Pemerintah beralasan, tiga pulau itu rentan dilanda bencana letusan gunung api, baik di darat maupun yang tumbuh di dasar laut. Ada Gunung Api Lawakarwa di Nila dan Gunung Api Lagatala di Serua. Sementara di dekat Teon terdapat beberapa gunung api di dasar laut. Warga dipindahkan ke Pulau Seram yang terpaut sekitar 250 kilometer dari tiga pulau itu.
Cengkeh banyak yang sudah rusak dan kemungkinan besar tidak bisa dipanen. Padahal, tahun ini panen melimpah. Kami mendapatkan informasi ini dari warga yang sekarang ada di pulau itu. Kami berkomunikasi lewat radio SSB (single-side-band). Di sana tidak ada sinyal telepon.
Kendati tinggal di Pulau Seram, warga menggantung hidup mereka di tiga pulau itu. Kondisi tanah vulkanis mendukung cengkeh tumbuh subur di sana. Dari catatan Kompas, sebelum diungsikan ke Pulau Seram, petani di tiga pulau itu langsung memasarkan komoditas cengkeh ke salah satu sentra produksi rokok di Pulau Jawa.
”Masyarakat memang tinggal di Seram, tetapi kehidupan mereka sangat bergantung di pulau asal. Apalagi saat ini musim tahun ajaran baru, hasil panen untuk biaya pendidikan anak-anak mereka. Harapan itu pupus. Gagal panen bukan karena hama atau kondisi iklim, gagal panen karena tidak ada kapal,” tutur Dion.

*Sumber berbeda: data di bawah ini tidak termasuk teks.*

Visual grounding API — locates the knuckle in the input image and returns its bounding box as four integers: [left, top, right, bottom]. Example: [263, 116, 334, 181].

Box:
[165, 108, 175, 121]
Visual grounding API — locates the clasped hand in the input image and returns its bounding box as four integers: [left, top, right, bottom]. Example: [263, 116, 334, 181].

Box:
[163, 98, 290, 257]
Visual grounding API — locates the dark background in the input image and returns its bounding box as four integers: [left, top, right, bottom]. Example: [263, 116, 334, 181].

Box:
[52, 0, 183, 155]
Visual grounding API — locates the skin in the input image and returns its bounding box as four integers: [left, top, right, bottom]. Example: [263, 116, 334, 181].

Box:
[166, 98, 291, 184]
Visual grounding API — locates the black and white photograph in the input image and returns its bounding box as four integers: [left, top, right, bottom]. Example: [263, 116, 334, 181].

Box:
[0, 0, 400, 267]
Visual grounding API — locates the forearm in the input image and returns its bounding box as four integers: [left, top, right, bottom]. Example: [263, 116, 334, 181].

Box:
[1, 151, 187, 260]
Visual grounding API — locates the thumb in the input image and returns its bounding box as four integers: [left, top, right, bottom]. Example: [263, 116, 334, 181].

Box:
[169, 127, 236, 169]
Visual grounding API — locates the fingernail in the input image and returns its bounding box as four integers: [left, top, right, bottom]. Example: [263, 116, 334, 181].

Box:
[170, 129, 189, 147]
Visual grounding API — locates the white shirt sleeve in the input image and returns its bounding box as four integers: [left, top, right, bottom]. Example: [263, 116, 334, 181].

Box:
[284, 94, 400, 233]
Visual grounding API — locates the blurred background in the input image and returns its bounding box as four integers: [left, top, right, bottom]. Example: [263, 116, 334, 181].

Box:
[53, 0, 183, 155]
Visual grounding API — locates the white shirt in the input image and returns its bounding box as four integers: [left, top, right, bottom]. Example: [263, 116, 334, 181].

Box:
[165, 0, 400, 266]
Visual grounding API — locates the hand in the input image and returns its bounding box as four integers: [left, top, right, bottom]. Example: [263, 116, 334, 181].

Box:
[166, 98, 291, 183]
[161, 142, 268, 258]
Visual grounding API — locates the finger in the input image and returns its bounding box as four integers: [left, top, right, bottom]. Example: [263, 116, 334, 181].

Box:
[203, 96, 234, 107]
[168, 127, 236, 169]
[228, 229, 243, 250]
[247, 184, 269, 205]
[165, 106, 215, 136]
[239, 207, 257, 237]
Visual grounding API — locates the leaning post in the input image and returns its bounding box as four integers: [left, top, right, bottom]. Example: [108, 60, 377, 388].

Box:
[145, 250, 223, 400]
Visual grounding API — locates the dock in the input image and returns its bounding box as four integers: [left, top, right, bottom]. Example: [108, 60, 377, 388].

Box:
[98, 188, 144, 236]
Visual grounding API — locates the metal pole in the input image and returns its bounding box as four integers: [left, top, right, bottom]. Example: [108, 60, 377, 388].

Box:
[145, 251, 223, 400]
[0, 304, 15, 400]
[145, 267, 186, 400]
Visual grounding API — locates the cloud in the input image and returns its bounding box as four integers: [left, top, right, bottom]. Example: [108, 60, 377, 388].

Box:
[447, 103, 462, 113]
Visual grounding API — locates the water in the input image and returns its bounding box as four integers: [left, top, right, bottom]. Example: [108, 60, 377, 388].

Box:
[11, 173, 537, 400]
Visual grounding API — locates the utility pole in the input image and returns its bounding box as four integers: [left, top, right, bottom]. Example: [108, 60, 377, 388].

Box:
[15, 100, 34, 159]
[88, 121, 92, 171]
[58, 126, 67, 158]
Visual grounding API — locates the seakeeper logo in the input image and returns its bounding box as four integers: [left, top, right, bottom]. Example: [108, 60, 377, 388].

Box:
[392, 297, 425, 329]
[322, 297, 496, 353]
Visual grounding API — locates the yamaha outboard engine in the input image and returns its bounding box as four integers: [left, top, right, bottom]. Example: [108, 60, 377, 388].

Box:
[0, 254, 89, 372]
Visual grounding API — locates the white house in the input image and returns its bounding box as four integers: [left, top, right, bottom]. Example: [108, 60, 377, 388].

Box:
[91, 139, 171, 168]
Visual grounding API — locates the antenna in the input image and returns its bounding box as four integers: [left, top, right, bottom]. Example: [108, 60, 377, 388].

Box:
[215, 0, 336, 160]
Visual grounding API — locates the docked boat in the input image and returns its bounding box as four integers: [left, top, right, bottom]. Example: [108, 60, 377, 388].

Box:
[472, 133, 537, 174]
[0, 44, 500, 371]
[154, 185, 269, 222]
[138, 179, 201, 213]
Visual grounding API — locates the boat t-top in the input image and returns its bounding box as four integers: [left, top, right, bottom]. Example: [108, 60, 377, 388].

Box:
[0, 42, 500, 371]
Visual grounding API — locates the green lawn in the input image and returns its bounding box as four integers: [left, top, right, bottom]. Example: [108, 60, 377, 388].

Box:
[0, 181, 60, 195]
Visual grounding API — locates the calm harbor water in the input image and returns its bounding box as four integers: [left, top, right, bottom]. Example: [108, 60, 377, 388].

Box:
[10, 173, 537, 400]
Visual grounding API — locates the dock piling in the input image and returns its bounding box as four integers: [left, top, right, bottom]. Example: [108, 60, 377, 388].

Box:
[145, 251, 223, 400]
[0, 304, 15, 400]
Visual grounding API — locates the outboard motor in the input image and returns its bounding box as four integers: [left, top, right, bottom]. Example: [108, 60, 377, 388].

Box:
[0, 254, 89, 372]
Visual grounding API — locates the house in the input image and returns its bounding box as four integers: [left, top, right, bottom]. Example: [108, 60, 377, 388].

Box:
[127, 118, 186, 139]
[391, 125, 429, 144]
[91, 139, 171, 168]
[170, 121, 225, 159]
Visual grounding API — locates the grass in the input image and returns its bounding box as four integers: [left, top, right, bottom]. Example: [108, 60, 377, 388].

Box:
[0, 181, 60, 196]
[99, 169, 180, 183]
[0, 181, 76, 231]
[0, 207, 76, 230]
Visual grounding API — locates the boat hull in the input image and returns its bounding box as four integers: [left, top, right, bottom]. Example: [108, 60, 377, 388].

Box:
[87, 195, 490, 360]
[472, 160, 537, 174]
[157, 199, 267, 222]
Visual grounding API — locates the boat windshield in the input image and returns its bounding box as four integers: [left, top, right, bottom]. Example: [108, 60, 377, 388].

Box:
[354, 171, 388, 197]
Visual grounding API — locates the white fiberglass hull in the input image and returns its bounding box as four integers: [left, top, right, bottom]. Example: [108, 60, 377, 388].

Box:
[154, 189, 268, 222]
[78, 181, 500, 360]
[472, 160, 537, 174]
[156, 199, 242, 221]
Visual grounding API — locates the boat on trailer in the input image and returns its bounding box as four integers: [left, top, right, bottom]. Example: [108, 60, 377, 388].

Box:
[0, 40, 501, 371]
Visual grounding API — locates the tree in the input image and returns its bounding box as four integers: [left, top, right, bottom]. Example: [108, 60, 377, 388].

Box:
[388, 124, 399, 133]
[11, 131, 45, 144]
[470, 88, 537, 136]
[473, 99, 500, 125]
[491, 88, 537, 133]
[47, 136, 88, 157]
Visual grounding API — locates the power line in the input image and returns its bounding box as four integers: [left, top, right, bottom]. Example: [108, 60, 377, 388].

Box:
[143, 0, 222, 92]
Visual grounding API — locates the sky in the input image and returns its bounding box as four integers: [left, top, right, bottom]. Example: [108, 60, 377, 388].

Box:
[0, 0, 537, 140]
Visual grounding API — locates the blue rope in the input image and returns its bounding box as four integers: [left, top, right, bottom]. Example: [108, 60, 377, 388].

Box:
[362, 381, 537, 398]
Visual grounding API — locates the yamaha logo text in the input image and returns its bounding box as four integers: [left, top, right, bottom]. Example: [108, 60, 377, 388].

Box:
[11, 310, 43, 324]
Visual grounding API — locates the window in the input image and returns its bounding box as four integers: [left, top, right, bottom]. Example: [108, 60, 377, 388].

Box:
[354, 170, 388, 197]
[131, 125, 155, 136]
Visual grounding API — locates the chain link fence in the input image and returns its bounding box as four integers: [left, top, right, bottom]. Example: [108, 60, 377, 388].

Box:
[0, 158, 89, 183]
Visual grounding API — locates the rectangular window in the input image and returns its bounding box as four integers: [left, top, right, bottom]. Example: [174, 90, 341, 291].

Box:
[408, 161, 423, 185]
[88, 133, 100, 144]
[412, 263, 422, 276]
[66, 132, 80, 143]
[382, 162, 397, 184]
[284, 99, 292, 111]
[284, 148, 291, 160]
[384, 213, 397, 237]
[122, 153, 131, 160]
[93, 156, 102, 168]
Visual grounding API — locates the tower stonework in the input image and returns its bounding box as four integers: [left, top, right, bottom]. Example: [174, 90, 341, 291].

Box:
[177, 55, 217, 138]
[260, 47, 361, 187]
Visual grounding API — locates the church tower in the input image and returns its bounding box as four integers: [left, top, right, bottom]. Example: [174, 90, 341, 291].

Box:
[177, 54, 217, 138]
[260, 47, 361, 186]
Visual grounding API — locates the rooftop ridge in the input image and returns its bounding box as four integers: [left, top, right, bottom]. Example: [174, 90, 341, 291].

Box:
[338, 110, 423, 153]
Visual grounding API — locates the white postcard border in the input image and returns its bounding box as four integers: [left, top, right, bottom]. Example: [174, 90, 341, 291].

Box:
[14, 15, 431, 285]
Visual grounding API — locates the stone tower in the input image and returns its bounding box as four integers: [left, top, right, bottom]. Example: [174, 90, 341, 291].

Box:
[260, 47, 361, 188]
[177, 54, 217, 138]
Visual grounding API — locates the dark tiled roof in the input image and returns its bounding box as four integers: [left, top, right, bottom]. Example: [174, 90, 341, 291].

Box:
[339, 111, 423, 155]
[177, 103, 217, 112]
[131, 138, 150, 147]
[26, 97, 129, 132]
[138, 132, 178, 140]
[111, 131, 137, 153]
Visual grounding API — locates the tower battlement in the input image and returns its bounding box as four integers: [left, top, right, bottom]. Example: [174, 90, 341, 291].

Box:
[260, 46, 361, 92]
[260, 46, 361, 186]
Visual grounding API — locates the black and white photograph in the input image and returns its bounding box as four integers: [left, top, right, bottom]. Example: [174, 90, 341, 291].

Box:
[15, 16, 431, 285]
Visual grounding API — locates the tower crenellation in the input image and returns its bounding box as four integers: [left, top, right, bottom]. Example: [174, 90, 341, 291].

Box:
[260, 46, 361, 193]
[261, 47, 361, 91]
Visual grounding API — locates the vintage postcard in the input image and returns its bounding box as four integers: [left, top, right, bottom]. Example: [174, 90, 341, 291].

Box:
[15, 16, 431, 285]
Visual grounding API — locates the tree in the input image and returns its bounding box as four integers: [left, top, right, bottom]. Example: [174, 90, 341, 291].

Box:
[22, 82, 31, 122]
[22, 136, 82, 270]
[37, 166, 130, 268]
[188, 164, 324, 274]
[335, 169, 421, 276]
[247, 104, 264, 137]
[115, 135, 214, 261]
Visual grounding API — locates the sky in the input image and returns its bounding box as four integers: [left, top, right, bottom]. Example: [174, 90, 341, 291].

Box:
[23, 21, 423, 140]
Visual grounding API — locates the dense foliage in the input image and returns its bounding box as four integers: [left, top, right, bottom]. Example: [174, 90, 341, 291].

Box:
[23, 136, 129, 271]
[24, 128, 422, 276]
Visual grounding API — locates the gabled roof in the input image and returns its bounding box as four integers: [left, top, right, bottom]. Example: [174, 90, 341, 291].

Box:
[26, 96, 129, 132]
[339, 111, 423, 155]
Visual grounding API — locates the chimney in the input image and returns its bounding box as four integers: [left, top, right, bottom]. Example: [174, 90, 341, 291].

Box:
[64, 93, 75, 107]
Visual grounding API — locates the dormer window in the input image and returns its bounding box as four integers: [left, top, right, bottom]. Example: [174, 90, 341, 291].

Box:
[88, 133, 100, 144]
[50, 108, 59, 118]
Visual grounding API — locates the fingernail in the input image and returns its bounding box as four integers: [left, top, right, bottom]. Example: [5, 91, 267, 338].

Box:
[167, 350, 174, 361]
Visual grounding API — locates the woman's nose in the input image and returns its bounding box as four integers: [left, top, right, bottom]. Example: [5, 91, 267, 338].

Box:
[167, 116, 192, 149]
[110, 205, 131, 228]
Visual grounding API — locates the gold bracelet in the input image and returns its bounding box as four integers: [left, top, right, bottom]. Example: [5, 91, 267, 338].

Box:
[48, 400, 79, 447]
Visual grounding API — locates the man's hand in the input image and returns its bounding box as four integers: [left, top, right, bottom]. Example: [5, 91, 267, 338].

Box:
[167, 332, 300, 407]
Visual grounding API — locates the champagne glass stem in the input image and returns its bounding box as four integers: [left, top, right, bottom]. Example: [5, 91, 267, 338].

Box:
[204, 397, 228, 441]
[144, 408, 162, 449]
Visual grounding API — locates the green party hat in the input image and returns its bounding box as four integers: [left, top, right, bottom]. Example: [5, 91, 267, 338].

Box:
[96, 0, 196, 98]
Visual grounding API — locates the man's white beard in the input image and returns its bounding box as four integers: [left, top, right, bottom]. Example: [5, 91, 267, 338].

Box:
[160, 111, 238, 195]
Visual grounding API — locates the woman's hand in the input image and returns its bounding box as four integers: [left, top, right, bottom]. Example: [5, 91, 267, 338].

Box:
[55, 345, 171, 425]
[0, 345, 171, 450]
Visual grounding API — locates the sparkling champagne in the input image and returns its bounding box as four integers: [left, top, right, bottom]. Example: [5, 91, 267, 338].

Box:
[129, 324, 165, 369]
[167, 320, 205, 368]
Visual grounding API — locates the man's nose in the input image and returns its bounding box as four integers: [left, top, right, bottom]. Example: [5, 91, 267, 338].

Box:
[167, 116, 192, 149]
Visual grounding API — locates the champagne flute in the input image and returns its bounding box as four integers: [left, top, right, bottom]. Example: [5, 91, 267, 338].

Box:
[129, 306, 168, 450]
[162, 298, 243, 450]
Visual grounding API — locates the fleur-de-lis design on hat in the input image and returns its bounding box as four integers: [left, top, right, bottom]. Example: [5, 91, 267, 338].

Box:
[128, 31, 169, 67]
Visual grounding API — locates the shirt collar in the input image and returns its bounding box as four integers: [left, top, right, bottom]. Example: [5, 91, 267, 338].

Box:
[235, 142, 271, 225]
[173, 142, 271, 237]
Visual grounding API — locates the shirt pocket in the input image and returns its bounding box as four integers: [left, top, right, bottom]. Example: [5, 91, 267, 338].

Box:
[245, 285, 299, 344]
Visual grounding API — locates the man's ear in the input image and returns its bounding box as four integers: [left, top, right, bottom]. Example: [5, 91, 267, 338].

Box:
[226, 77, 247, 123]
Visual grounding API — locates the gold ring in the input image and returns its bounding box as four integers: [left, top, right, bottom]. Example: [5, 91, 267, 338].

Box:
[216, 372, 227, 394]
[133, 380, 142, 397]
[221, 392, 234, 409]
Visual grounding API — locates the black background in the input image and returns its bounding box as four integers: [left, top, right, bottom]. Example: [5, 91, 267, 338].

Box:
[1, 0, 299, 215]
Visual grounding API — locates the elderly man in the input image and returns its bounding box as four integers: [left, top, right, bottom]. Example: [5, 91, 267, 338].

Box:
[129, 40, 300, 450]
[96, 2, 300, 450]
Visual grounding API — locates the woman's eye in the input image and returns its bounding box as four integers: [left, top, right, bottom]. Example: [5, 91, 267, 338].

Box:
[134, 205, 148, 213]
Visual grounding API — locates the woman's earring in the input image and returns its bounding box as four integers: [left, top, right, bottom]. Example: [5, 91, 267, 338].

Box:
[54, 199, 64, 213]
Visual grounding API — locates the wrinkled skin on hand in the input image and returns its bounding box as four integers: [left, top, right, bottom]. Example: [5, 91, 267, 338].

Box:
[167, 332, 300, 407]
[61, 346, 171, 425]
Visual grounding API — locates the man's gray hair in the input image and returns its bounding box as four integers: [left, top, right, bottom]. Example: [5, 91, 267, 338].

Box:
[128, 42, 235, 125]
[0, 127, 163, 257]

Seperti yang diberitakan sebelumnya, dua kapal perintis yang melayani pelayaran di Maluku, yakni KM Sabuk Nusantara 67 dan KM Sabuk Nusantara 87, mengalami kerusakan. Padahal, dua kapal tersebut belum berumur lebih dari dua tahun.
Masyarakat yang tinggal di pulau-pulau kecil kini mengeluh kekurangan bahan pangan dan kebutuhan lain lantaran terisolasi lebih dari empat bulan. Pemerintah diminta mencari jalan keluar.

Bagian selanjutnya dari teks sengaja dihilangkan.